En otros programas hay cierta confusión, pues aparecen como superiores valores
que son inferiores, si es que no se llega a mezclar valores y antivalores.
Hablar, por ejemplo, del valor del sexo como si cualquier acto sexual fuese
“valioso” por el hecho de producir un placer es no sólo contraproducente sino
dañino, y lleva a consecuencias dramáticas al fomentar el desenfreno y la
adicción (dos antivalores) en no pocos adolescentes.
Una sociedad que haga de la belleza física, de la “línea” (aparecer ante los
demás con una figura juvenil), de la fuerza o del dinero los valores más
importantes ha perdido la cabeza y avanza hacia su desintegración profunda,
con consecuencias funestas en las vidas de miles de personas.
Para evitar esos errores, cualquier auténtica educación en los valores
necesita reflexionar seriamente sobre lo que es el hombre y sobre aquellos
bienes valiosos que le permiten acometer su existencia humana de modo correcto
y bueno. Sólo con una buena antropología podemos reconocer la jerarquía de
valores que pone a cada cosa en su sitio.
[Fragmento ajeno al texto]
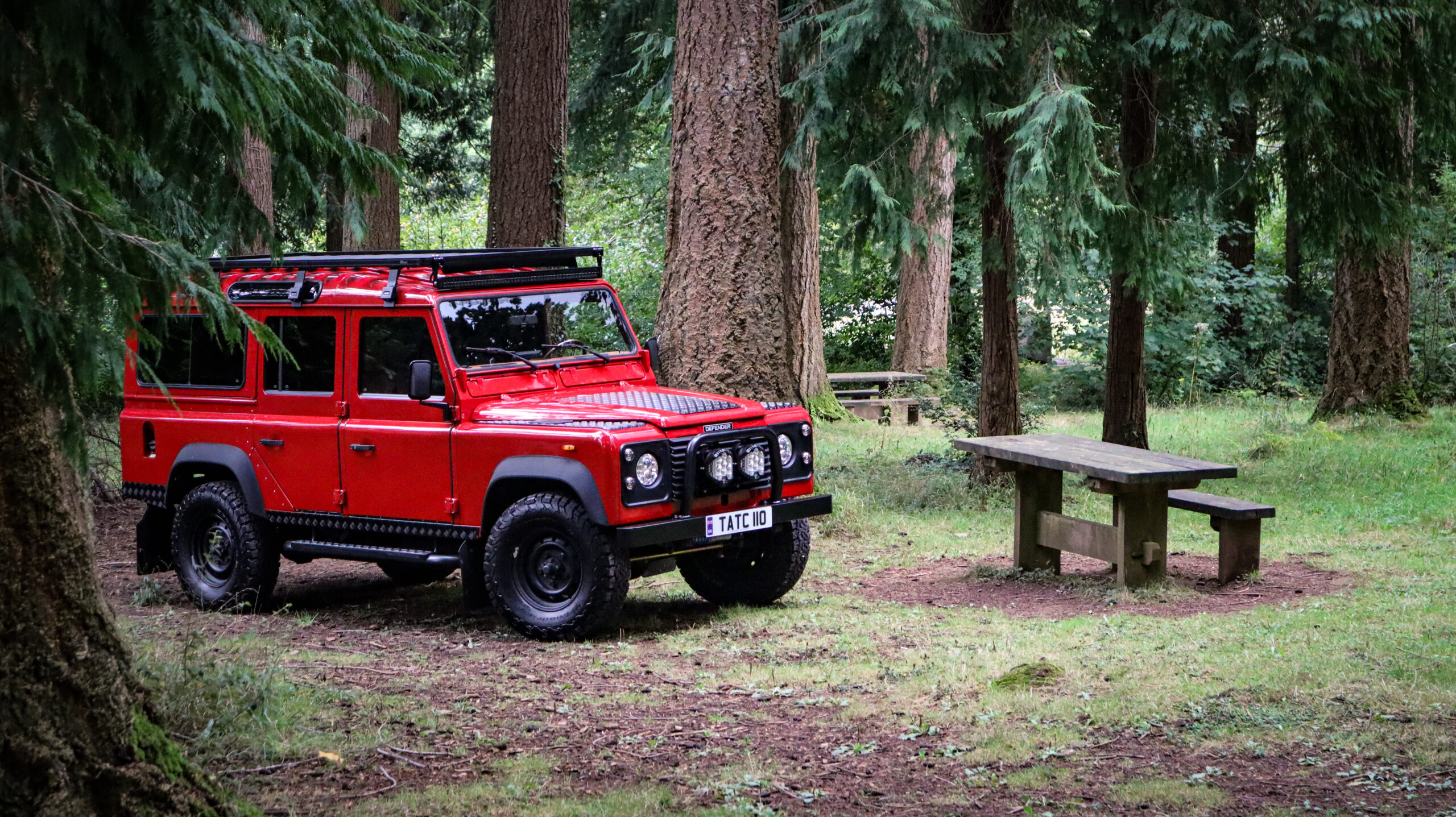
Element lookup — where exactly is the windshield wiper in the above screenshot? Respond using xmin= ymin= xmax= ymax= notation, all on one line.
xmin=541 ymin=341 xmax=611 ymax=363
xmin=465 ymin=347 xmax=541 ymax=371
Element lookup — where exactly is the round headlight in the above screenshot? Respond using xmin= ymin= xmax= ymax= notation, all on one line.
xmin=636 ymin=454 xmax=663 ymax=488
xmin=738 ymin=446 xmax=769 ymax=479
xmin=708 ymin=449 xmax=733 ymax=485
xmin=779 ymin=434 xmax=793 ymax=467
Los valores religiosos y morales son y deben ser los más importantes, porque
se refieren a la dimensión decisiva de la existencia humana: su relación
temporal y eterna con Dios y con los otros seres humanos. Luego siguen los
valores del espíritu, que incluyen la disciplina mental para acceder a la
verdad, para “retenerla” con una buena memoria y expresarla de modo claro y
honesto; la fuerza de voluntad, que permite comprometerse en el trabajo, en el
estudio o en las mil actividades de la vida familiar; la solidaridad, que
lleva a los hombres a unir sus esfuerzos en la construcción de un mundo más
acogedor; la justicia, que permite no sólo respetar los acuerdos o los
derechos ajenos, sino promoverlos allí donde todavía son pisoteados... La
lista podría ser muy larga, pero da una idea de lo urgente que es elaborar
buenos programas de formación en los valores.
Una sociedad que sepa proponer un programa exigente y completo de valores,
apoyados y vividos desde una educación para la virtud, permitirá que los
niños, adolescentes, jóvenes y adultos maduren cada día en su humanidad, vivan
abiertos a los demás, y se preparen en serio a la meta en la que se decide,
para siempre, el bien verdadero de cada uno de nosotros: el encuentro eterno
con Dios. ¿No debería ser esa la señal inequívoca de que hemos sabido ofrecer
un buen programa de formación en los valores?